Increased representation of LGBTI people in domestic violence awareness campaigns is needed to increase reporting of violence in same-sex relationships, a Queensland Police Service LGBTI Liaison Officer has said.
In late 2016, Fortitude Valley-based Senior Constable Ben Bjarnesen was the recipient of a Churchill Fellowship, a grant that allows Australians to travel overseas to conduct research in their chosen field that is not readily available in Australia.
The grant allowed Bjarnesen (pictured, left, with the Chief of Washington DC Police) to work with international police jurisdictions across the USA, Canada, UK and the Netherlands last year.
He met with seven police departments and 15 community support organisations with the aim of better understanding and documenting domestic violence issues in LGBTI communities, as well as determining best practices in policing responses.
“We are all aware that domestic violence is quite an issue within the general community but it can be more so within the LGBTI community and it is often under-reported,” Bjarnesen said.
“Internationally, it appears the most common factor stopping LGBTI people from reporting DV and hate crimes is historical events involving negative interactions with police. They fear they will not be taken seriously or treated appropriately or respectfully.

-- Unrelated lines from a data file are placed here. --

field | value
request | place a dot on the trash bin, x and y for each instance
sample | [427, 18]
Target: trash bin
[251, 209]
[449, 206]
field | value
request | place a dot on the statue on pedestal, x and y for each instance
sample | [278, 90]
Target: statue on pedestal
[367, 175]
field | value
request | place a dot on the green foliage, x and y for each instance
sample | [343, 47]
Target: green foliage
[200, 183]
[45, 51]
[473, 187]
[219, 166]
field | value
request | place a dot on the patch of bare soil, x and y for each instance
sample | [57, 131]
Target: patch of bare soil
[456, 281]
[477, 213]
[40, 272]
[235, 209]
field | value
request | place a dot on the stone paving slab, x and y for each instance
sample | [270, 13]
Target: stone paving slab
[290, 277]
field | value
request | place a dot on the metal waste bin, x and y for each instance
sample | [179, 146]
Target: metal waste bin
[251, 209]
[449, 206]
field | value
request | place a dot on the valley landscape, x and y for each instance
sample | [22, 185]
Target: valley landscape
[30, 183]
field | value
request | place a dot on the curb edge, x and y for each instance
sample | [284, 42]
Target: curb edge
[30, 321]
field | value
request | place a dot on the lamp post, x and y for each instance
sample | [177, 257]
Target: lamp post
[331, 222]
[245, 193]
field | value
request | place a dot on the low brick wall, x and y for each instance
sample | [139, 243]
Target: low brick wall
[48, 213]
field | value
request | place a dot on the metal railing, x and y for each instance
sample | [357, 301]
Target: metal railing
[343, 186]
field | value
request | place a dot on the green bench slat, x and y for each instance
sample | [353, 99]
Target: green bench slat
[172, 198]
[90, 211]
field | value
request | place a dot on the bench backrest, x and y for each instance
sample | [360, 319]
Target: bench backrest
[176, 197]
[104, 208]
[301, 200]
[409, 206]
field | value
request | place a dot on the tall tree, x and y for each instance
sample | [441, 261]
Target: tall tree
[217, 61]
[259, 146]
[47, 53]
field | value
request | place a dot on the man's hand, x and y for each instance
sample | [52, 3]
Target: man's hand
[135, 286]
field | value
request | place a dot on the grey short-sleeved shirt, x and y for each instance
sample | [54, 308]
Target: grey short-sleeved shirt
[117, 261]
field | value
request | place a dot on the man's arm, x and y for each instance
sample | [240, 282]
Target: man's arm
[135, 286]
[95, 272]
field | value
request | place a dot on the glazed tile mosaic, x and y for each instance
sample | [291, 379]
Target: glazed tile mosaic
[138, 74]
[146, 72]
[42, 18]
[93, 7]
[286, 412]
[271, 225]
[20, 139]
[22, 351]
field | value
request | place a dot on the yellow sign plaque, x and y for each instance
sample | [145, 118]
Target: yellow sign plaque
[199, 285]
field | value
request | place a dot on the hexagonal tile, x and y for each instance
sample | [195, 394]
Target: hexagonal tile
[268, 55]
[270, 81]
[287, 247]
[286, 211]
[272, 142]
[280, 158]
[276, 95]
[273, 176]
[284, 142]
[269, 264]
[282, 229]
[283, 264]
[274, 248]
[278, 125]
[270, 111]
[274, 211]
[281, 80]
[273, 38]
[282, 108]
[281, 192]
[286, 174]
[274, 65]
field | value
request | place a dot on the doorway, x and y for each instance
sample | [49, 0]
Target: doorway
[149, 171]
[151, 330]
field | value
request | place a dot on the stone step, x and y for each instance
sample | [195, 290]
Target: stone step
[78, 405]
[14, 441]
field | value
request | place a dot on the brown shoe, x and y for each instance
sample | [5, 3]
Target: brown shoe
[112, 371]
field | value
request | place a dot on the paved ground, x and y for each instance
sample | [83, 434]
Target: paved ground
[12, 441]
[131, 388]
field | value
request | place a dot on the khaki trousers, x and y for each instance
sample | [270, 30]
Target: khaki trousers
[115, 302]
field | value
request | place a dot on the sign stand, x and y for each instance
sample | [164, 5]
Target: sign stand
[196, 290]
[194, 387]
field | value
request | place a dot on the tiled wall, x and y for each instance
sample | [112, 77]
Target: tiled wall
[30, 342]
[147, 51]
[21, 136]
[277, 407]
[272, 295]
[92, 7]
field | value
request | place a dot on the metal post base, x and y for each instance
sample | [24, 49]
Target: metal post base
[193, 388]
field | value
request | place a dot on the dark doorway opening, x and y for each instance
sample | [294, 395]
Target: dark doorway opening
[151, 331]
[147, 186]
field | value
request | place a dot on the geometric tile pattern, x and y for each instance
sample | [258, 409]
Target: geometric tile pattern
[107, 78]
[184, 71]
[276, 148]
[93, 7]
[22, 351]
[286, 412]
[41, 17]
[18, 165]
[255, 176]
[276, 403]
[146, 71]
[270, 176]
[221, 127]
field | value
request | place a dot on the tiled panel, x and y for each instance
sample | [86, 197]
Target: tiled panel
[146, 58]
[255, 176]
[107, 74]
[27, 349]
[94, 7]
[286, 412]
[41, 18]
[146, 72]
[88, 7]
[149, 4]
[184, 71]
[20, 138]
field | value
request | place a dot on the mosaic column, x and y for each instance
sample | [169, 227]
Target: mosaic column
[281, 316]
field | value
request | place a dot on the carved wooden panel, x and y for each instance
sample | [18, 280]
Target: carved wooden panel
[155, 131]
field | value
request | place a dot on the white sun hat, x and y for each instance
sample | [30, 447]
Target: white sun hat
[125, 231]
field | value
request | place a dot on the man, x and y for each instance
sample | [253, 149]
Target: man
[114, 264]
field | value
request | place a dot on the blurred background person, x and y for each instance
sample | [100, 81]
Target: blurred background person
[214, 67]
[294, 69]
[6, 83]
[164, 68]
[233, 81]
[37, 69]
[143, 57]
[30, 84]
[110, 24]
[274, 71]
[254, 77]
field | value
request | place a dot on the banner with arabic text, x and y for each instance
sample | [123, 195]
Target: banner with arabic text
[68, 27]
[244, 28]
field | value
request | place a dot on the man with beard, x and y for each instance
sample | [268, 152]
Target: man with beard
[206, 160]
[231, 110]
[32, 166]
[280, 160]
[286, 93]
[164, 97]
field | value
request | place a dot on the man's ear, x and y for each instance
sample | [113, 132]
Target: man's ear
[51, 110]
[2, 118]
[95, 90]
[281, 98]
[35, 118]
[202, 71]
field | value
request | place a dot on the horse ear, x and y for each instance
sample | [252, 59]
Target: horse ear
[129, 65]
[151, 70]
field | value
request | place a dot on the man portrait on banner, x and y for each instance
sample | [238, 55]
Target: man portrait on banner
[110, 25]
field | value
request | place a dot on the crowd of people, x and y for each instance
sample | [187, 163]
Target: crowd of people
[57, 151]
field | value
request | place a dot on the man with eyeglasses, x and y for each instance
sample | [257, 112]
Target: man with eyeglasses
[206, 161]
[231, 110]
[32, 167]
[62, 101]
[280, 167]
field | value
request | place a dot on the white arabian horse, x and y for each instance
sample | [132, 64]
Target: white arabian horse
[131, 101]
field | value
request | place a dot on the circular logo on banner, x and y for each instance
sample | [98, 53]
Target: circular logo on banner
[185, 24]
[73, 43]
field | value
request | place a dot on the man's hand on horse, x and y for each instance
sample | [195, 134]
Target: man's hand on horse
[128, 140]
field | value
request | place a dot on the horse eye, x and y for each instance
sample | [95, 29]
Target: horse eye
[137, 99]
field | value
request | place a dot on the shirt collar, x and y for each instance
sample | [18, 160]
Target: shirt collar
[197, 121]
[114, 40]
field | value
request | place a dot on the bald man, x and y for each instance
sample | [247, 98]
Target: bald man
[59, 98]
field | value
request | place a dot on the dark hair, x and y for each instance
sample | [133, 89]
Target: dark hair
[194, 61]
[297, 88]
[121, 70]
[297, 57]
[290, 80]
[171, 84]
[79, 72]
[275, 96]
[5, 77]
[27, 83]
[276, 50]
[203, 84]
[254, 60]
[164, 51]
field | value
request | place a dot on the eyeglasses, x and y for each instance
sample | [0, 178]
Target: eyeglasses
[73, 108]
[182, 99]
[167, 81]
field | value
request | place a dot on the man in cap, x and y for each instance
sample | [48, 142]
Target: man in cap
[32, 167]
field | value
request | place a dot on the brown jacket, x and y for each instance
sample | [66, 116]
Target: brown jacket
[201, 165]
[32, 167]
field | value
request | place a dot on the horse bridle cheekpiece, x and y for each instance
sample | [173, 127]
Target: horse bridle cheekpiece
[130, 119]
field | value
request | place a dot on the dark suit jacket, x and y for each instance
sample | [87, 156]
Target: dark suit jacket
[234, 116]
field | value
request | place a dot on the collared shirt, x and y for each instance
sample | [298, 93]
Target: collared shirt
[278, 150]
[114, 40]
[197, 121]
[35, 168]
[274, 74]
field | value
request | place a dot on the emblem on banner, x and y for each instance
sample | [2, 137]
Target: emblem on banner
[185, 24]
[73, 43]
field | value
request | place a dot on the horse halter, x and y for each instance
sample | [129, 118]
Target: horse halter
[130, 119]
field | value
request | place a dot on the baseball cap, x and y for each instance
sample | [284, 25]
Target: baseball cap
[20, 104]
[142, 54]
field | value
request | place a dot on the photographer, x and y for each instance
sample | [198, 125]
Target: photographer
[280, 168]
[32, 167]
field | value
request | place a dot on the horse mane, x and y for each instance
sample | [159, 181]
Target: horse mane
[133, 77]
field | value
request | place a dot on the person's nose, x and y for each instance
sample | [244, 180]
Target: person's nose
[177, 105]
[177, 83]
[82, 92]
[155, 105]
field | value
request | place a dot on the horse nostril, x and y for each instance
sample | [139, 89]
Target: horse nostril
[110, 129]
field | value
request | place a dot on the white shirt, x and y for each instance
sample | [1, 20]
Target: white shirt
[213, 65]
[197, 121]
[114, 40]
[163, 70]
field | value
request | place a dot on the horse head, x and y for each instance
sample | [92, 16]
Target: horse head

“As well, DV is often perceived in the public eye as being a problem of heterosexual relationships, with the classic portrayal of men being the perpetrators and women and children being the victims.
“LGBTI people are less likely to identify with this scenario and may not believe that support is available to them. Another common concern is that they will be ‘outed’ to their family, friends or workplace if they make a report.”

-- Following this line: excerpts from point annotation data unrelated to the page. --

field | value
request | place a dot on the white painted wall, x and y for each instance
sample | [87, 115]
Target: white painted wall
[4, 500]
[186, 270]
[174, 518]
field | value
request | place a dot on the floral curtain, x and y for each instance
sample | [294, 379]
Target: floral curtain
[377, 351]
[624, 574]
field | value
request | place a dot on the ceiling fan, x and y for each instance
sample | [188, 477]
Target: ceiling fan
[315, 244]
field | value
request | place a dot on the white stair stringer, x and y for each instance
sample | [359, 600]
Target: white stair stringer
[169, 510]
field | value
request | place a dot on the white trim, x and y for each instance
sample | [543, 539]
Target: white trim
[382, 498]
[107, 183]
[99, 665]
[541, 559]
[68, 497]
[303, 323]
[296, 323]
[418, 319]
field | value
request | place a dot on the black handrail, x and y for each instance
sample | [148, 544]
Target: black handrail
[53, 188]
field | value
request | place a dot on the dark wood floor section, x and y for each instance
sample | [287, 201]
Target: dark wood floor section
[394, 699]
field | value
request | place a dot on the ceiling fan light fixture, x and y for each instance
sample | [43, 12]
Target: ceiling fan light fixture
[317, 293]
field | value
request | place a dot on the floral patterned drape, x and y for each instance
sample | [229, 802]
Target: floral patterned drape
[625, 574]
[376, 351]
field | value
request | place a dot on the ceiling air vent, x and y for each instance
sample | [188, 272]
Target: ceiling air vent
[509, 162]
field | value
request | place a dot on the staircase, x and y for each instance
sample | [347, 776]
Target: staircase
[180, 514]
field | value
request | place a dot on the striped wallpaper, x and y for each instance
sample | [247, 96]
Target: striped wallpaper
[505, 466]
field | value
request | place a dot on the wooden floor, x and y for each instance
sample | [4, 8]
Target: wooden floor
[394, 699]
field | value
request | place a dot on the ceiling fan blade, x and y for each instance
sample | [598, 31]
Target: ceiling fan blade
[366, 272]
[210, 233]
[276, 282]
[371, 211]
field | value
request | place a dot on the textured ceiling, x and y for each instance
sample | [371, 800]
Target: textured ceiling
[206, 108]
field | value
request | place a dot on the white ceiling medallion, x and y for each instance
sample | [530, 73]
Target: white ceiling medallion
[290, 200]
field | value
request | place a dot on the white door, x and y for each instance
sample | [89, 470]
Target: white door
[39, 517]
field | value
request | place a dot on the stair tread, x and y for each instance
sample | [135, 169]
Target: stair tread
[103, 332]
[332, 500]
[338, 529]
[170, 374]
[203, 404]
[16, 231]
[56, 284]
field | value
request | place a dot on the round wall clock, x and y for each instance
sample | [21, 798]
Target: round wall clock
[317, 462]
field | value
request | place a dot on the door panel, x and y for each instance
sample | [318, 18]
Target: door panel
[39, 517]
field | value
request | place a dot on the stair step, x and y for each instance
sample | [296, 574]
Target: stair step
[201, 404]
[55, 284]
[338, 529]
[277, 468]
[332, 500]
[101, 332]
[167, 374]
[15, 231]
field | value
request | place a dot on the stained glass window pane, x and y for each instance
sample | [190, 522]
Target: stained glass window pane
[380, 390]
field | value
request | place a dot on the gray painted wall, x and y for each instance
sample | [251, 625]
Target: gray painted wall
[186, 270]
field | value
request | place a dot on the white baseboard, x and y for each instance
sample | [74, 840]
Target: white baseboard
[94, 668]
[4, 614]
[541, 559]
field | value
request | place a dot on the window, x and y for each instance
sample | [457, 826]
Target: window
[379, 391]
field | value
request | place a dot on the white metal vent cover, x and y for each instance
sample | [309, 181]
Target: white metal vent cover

Bjarnesen works at Fortitude Valley Police Station and since 2010 has been an LGBTI Liaison Officer, a program started in 1997 to build a relationship between police and the LGBTI community and assist LGBTI people in reporting offences. More than 100 of the trained LGBTI Liaison officers are stationed throughout Queensland.
Bjarnesen is one of the liaison program’s district coordinators and also acts as a coordinator for the QPS LGBTI Support Network, an internal intiative launched in 2016 to support the force’s LGBTI employees.
He said he’ll use what he’s learnt from his research to strengthen QPS’s response to domestic violence within the LGBTI community. Some of the recommendations for change and raising awareness for LGBTI people include the inclusion and representation of current domestic violence campaigns, he said.
“We need to look at portraying the different faces, ethnicities, genders and sexualities through these sorts of campaigns,” he said.
Bjarnesen’s full report can be read at the Churchill Trust website here.
He said being given the chance to travel and conduct the invaluable research overseas had been an amazing opportunity.
“I thought I had a fair idea about the issues and strategies surrounding domestic violence, but I’ve been able to learn things and make connections that I would never have been able to without the support of the QPS and the Winston Churchill Memorial Trust. It’s been a lot of work, but incredibly worthwhile,” he said.
Last month, the Queensland Government announced $155,000 to go towards training more than 500 Queensland workers in the domestic and family violence sector in a bid to help them better support LGBTI-identifying victims of domestic violence.